Pero Conte no se dejó amedrentar. "Estas son la solidaridad y la responsabilidad que siempre le hemos pedido a Europa y que ahora están comenzando a ser realidad", escribió en Facebook, al celebrar el hecho de que Portugal y España hubieran decidido recibir a 50 de los 450 migrantes en cuestión.

En un clima de gran tensión, también intervino Roberto Fico, presidente de la Cámara de Diputados y miembro del M5E. "Quien no acepta las cuotas [de inmigrantes] debe ser sancionado pesadamente", dijo. Y en respuesta al premier checo, apuntó que "el camino hacia el infierno es no saber recibir".

Desde Moscú, adonde viajó para seguir la final del Mundial, Salvini reiteró su línea de intransigencia.

"Las ONG deben ahorrar tiempo y fatiga, que sepan que los puertos italianos ya no están disponibles.
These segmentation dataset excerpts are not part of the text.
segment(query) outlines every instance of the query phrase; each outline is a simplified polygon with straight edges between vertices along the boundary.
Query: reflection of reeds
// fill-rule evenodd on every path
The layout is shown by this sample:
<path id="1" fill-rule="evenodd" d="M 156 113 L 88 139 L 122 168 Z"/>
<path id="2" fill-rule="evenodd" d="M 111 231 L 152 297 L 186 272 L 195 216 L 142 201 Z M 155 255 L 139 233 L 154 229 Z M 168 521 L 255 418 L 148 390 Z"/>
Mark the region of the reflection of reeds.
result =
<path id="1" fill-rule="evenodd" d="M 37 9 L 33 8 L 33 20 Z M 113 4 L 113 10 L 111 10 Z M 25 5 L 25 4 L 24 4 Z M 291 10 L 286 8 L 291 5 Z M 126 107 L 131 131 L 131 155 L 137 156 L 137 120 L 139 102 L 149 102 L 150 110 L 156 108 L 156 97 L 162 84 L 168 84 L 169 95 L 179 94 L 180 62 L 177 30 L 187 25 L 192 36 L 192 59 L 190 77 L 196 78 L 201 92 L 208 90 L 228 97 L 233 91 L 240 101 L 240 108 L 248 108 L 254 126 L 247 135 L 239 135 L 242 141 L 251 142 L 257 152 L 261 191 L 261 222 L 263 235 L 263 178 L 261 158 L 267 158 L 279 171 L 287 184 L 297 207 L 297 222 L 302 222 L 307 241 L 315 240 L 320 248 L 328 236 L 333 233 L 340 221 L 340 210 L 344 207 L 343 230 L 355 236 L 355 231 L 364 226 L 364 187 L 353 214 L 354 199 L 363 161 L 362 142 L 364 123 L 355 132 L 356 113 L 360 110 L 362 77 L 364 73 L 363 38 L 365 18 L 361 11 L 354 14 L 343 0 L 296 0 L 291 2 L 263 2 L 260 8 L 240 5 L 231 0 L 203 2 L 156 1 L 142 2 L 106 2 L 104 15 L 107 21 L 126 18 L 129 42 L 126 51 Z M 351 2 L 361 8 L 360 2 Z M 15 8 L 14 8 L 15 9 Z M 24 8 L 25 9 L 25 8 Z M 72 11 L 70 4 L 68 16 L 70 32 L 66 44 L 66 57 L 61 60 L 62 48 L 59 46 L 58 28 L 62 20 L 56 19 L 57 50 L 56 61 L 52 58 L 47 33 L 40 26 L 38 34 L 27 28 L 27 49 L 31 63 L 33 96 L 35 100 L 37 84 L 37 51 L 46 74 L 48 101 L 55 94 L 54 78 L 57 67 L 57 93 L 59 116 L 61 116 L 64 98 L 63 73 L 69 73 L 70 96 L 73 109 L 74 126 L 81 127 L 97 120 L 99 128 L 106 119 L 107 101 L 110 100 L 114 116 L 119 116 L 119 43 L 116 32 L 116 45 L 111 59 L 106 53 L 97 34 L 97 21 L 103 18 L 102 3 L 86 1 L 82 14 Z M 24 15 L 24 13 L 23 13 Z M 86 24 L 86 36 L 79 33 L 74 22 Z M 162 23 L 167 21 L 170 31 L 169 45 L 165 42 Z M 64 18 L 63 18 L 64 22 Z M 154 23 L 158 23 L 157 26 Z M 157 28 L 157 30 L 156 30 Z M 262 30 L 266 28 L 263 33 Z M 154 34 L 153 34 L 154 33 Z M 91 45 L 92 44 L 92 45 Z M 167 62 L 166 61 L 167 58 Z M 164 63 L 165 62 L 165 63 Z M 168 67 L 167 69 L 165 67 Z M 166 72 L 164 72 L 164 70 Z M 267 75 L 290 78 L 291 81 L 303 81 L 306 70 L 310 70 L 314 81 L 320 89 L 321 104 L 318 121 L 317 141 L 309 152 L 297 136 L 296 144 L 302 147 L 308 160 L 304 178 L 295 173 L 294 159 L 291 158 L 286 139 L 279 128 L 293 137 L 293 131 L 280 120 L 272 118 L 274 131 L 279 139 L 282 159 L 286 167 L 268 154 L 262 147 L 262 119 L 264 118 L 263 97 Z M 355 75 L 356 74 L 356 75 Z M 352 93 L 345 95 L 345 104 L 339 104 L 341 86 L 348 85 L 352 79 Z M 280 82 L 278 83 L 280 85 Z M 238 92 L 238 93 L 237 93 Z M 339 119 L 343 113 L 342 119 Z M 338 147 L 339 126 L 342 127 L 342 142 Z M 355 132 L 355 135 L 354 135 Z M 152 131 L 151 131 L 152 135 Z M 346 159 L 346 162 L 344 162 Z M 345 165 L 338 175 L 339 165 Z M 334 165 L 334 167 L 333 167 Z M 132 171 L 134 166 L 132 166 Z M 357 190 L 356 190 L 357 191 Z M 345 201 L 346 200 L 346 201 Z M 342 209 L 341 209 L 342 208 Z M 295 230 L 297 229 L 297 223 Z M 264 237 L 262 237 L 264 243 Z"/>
A Italia uno llega solo si tiene permiso, ya no somos el campo de refugiados del mundo", afirmó.

Por la calle, la nueva política de cierre y redistribución de migrantes del gobierno cosechaba adeptos.

"¿Francia recibirá a 50 de los 450 migrantes? Ahora que ganó el Mundial debería recibir a 5000", comentó Beppe Leonardi, mozo de un bar de esta capital.